How Do We Make Codebases Agent-Ready?
The mission to bring autonomy to software engineering has become one of the most significant transformations in how we build software. While phrases like "autonomous engineering" might sound buzzwordy, there are concrete insights that apply to organizations building products in this space, teams adopting AI coding tools, and anyone looking to make their engineering org successful with agents.
The key insight: this applies to any AI tools you're using. The principles aren't specific to any single product. They're universal patterns that will shape how software gets built.
Software 2.0: A New Programming Paradigm
Andrej Karpathy's framework for understanding AI's impact on programming provides a useful mental model. The shift from Software 1.0 to Software 2.0 represents a fundamental change in how we think about building systems.
Software 1.0: Automation via Specification
- Write explicit algorithms by hand
- If you can specify the rules, you can automate it
- Key question: "Is the algorithm fixed and easy to specify?"
Software 2.0: Automation via Verification
- Specify objectives and search program space via gradient descent
- If you can verify it, you can optimize it
- Key question: "Is the task verifiable?"
"The environment has to be resettable (you can start a new attempt), efficient (a lot of attempts can be made), and rewardable (there is some automated process to reward any specific attempt that was made)." — Andrej Karpathy
The most interesting thing here is that the frontier of what can be solved by AI systems is really just an input function of whether or not you can specify an objective and search through the space of possible solutions. We're used to building software purely via specification. The algorithm does this, input is X, output is Y. But shifting to thinking about automation via verification opens up different possibilities for what we can build.
The Asymmetry of Verification
There's a concept that's pretty intuitive to anyone familiar with P versus NP: many tasks are much easier to verify than they are to solve. This asymmetry is fundamental to understanding where AI can excel.
| Verification Type | Examples |
|---|---|
| Easy to Verify | Sudoku, Math, Code Tests |
| Symmetric | Arithmetic, Data Processing |
| Hard to Verify | Essays, Hypotheses, Creative Work |
Five Properties of Verifiable Tasks
- Objective Truth — Clear correctness criteria
- Fast to Verify — Seconds, not hours
- Scalable — Parallel verification possible
- Low Noise — Strong signal quality
- Continuous Reward — Ability to rank quality (30%, 70%, 100%)

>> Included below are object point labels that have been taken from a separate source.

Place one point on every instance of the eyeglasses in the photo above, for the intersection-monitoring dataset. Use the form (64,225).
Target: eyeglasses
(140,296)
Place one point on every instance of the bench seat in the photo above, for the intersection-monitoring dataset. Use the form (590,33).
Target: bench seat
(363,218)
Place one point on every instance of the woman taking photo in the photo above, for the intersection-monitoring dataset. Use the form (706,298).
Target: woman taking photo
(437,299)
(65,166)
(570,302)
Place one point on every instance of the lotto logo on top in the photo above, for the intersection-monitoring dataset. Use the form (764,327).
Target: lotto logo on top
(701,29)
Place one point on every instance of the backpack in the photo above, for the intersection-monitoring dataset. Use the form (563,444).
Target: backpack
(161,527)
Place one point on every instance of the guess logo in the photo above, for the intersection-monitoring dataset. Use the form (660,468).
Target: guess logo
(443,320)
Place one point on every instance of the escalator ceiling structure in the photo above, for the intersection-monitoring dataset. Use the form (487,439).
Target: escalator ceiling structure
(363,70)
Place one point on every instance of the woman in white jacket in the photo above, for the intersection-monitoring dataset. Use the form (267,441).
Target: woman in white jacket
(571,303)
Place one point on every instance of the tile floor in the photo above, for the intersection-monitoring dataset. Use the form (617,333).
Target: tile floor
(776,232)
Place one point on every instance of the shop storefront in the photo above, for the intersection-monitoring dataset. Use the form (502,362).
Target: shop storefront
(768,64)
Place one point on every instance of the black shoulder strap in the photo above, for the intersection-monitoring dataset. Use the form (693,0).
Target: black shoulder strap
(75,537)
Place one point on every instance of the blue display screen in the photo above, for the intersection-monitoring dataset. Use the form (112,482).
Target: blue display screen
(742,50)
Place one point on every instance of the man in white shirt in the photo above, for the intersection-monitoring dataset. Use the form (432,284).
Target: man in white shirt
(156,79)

"The ease of training AI to solve a task is proportional to how verifiable the task is. All tasks that are possible to solve and easy to verify will be solved by AI." — Jason Wei
The most interesting easy-to-verify problems are ones where there's an objective truth, they're quick to validate, they're scalable (you can validate many in parallel), they have low noise, and they provide continuous signals. Not just binary yes/no, but gradients like 30%, 70%, 100% correct.
Why Software Development is the Frontier
Software development is highly verifiable. This is the frontier. It's why software development agents are the most advanced agents in the world right now. There's been so much work over the last 20-30 years around automated validation and verification of software.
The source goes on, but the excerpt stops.